Les clients du Holiday Inn d’Osaka Namba sont dorénavant accueillis par Bebot, un concierge automatisé. Bebot répond en temps réel aux demandes les plus inusitées des clients et procède aux réservations de restaurants. Quand on ne parle pas couramment japonais, cela peut devenir très utile !
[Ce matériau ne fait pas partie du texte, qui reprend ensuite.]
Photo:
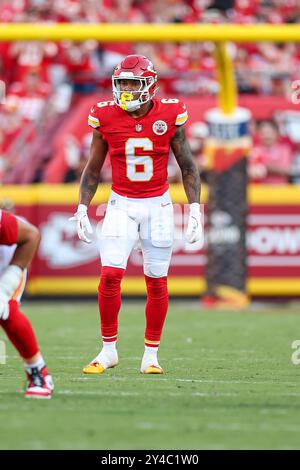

La vie privée, quelle vie privée?
Le big data et ses algorithmes sont une véritable mine d’or pour le privé, et le monde du tourisme ne fait pas exception. En définitive, les
chatbots se nourrissent de données littéralement offertes en cadeau par les utilisateurs, et plus il y aura de ces données, plus l’intelligence artificielle sera efficace. Les entreprises bénéficient d’une foule d’avantages grâce à ces agents conversationnels. Elles ont dorénavant accès à de l’information autrefois difficile à récolter par les circuits traditionnels. Avec cette plateforme conviviale, il est par exemple beaucoup plus facile d’obtenir des commentaires et ainsi d’augmenter l’efficacité et, ultimement, d’économiser en coût de main-d’oeuvre. Toutefois, la machine n’a pas encore remplacé la chaleur humaine et la gentillesse d’un concierge d’hôtel.